Local Workforce Boards have a scalable, big-tent approach that connects the strengths of local community-based, education, business and other partners with services offered through the public workforce system. This broad and scalable approach is implemented through established networks of local partners that provide start-to-finish career coaching services including outreach, referral to skill development and training opportunities, and referral to wraparound support services that enable participation and success.

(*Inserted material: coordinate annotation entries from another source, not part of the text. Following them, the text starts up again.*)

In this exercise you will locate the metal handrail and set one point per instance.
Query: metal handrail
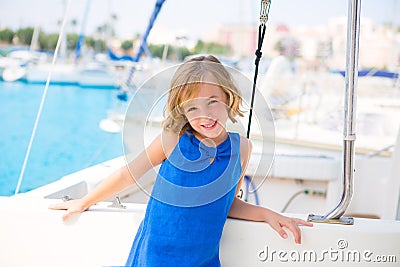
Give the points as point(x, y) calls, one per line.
point(353, 33)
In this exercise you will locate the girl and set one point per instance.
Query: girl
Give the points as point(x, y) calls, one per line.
point(202, 166)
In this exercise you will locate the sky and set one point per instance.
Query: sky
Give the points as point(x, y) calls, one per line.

A large share of low-income workers who have lost their jobs need support meeting their basic needs while going through training and placement to re-career. This means providing paid internships, paid community service work, stipends, and other income supports in conjunction with occupational training and placement into middle-income career opportunities. Services Include: Paid Internships, Cohort-Based Occupational Training, Training Stipends, Scholarships, Registered Pre-Apprenticeship Programs, On-the-Job Training, Current Worker Training, and Registered Apprenticeships.

Wrap-around supports, including childcare, housing, and behavioral health support, are needed to enable people navigating poverty to participate in programs that will help them re-engage in the workforce. We must provide childcare support for people navigating poverty with young children otherwise the high cost and limited access to childcare will prohibit them from going through a training program and starting a new job. We must provide housing placement and eviction prevention for people who no longer have an income to pay their rent, otherwise the impacts of homelessness will greatly reduce their ability to get back into a new job and career. And we must provide supports such as mental health and substance use treatment as we help people return to new careers after the traumatizing impacts of the pandemic. Services include: Rental Assistance, Childcare, Utilities payment support, Computer and Internet Access, Transportation, Mental Health, Alcohol & Drug Treatment, Household Assistance Work, Related Clothing, and Tools. Local Workforce Boards coordination with the WSO system and distribute resources to community-based organizations, education entities, and other local partners with a requirement to serve BIPOC, women, young-workers, rural residents, and others most impacted by COVID -19. Services and outcomes are be tracked and reported using the existing statewide workforce data and reporting system (I-Trac). All data are disaggregated by race, gender, and geography.